VINCI’s concessions systematically incorporate social and environmental clauses into contracts with subcontractors and service providers during the tendering phase. Among other stipulations, the clauses require the sorting of waste at source and waste management processes that support the Group’s goals (as implemented by the commercial facilities at motorway service areas, for example). Regulation-compliant reporting processes provide additional detail to ensure the identification and traceability of waste flows across all operating regions. For each identified flow, managers can track progress toward the goal of zero waste to landfill by 2030. Using this information, entities select the service providers that offer the best management of waste, in accordance with the waste processing hierarchy.

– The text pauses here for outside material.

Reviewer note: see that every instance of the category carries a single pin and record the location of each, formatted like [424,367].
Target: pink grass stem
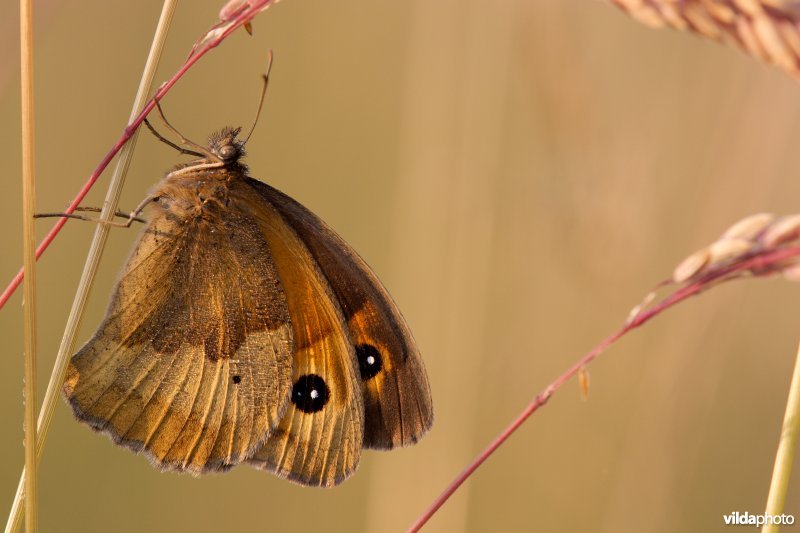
[244,15]
[766,262]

45% of reclaimed asphalt pavement reused at VINCI Autoroutes worksites each year
VINCI Autoroutes’ goal to recover 100% of asphalt and aggregates from removed pavement materials on its networks and reuse at least 45% of it at its own worksites each year is routinely integrated into any bids it submits for motorway maintenance contracts. Reclaimed asphalt pavement not reused directly at the worksite is tracked and companies are required to systematically commit to ensuring that 100% of it is incorporated into new asphalt.
As a result, out of a total of 1,207 thousand tonnes of reclaimed asphalt pavement from VINCI Autoroutes’ road maintenance projects, 562 thousand tonnes, or 47%, were recycled directly at VINCI Autoroutes worksites in 2025 (48% in 2024).
Material recovery from operations waste
VINCI Autoroutes aims to recover 100% of its non-hazardous operations and customer waste from rest areas and service areas by 2030. VINCI Autoroutes has also set a target to recover 80% of non-hazardous operations waste materials, i.e. waste sorted at its operating centres. In 2025, VINCI Autoroutes recovered 81% of material from operations waste (83% in 2024). Waste discarded by customers of the VINCI Autoroutes network has a higher potential for reuse and recycling streams if it is correctly sorted at the source, meaning by the customers themselves. Waste sorting along motorways has improved in recent years: every rest area and service area is now equipped with sets of three bins to separately collect glass, packaging and household waste. Since 2021, the operators of commercial facilities have been required to separate waste into the same three categories, and their performance is monitored by the Commercial Facilities Department.
Percentage of airports with zero waste to landfill
To reach its target of zero waste to landfill across its structures by 2030, VINCI Airports is taking ambitious initiatives to reduce, sort and recover waste across its network. The main areas of focus for this action are: reducing waste at source, optimising waste sorting and collection by investing in on-site sorting centres, identifying and expanding local recycling streams, and increasing the share of material recovery over energy recovery. In 2025, 13 out of 56 airports in the consolidated scope, or 23%, met the zero waste to landfill target (15 out of 59, or 25%, in 2024). Across the entire scope of sites operated by entities in the Concessions business, 21% have reached the zero waste to landfill target.
To reach this target, the entire VINCI Airports value chain, including subcontractors and service providers, will have to work together, by incorporating special provisions on good waste management (collection, sorting, signage, awareness, recovery, etc.) into the environmental clauses mentioned in paragraph 3.2.2.1, “Human rights and health and safety issues for procurement and subcontracting”, page 269. Special measures are being taken to improve the management of cabin waste. In 2025, VINCI Airports continued the collaboration initiated in 2024 with some airlines to develop in-flight waste sorting and thereby reduce cabin waste, which represents 20% to 25% of all waste generated by the airports within its network. In fact, to avoid contamination between countries and in accordance with international health regulations, cabin waste must be incinerated or sent to a landfill. Following the 2024 easing of regulations that categorised waste from international flights as hazardous, a new partnership was initiated with Transavia in mid-2025, involving several of the network’s airports in France, Portugal, Cabo Verde and the United Kingdom. A pilot project prepared at Lyon-Saint Exupéry airport in November 2025 planned to test in-flight waste sorting with Transavia for the first time. Successful waste recovery projects have previously been carried out with the EasyJet airline, involving London Gatwick and Lyon-Saint Exupéry airports, among others.
In 2025, VINCI Airports achieved a waste recovery rate of 76% across all of its activities (67% in 2024). The amount of waste sent to landfill decreased in 2025, representing 19% of waste produced over the year (28% in 2024). In regions without formal waste sorting and recovery systems, VINCI Airports is adopting an inclusive recycling approach that involves creating decent and sustainable jobs in the informal sector, among the existing communities of waste pickers.
Recovery of inert waste at VINCI Energies
VINCI Energies has pledged to recover 80% of its inert waste and materials and the Major Projects Division of VINCI Construction has pledged to recover 90% of all its waste, both by 2030. At 31 December 2025, these two divisions achieved a recovery rate for their waste and inert materials of 71% and 94%, respectively (75% and 80% respectively in 2024).